Avec Fleur Jaeggy, nous retrouvons aussi bien les anges de Catherine Colomb, romancière vaudoise familière des gouffres affectifs en milieu bourgeois, mais aussi les enfants humiliés de Bernanos ou de Flannery O’Connor, avec des coups d’ailes tous azimuts qui ponctuent les vingt récits à la fois très personnels et non moins universels de Je suis le frère de XX.
L’on y croise ainsi, de nuit, le grand poète russe Iossif Brodsky en sa «ville mentale» appelée Negde, qui signifie nulle part en russe, sur cette promenade new yorkaise d’où un certain jour on vit s’effondrer les tours; ou c’est chez le psychiatre Oliver Sacks qu’on se retrouve en plein Bronx, ou voici la jeune Polonaise Basia qui a conduit son amie Anja à la porte d’Auschwitz mais qui n’entrera pas, tandis que les touristes miment «l’ostentation de la douleur», prostrée au seuil du camp de la mort surmontée de l’atroce inscription ARBEIT MACHT FREI et ne voulant plus voir de visages humains. «Si tu veux en savoir davantage, alors va et deviens toi-même – disent ses yeux fermés – deviens toi-même la victime»...
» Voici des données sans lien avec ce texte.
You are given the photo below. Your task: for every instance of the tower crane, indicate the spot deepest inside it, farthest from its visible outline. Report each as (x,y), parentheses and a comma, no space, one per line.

La Noël des enfants perdus
«Il neigeait. On aurait dit depuis des années. Dans un village désolé du Brandebourg, un enfant crie avec un mégaphone un sermon de Noël ».
Ainsi commence le récit de Fleur Jaeggy intitulé L’Ange suspendu, dont la féerie noire est à la fois ancrée dans un temps et un lieu (les souvenirs et lendemains de la DDR), et qui m’a semblé rejoindre, par delà les années, le récit, par Carl Seelig, de la mort de Robert Walser dans la neige du Rosenberg, sur les hauts de Herisau, quand le coeur du poète le lâcha dans la lumière étincelante de ce début d’après-midi de Noël.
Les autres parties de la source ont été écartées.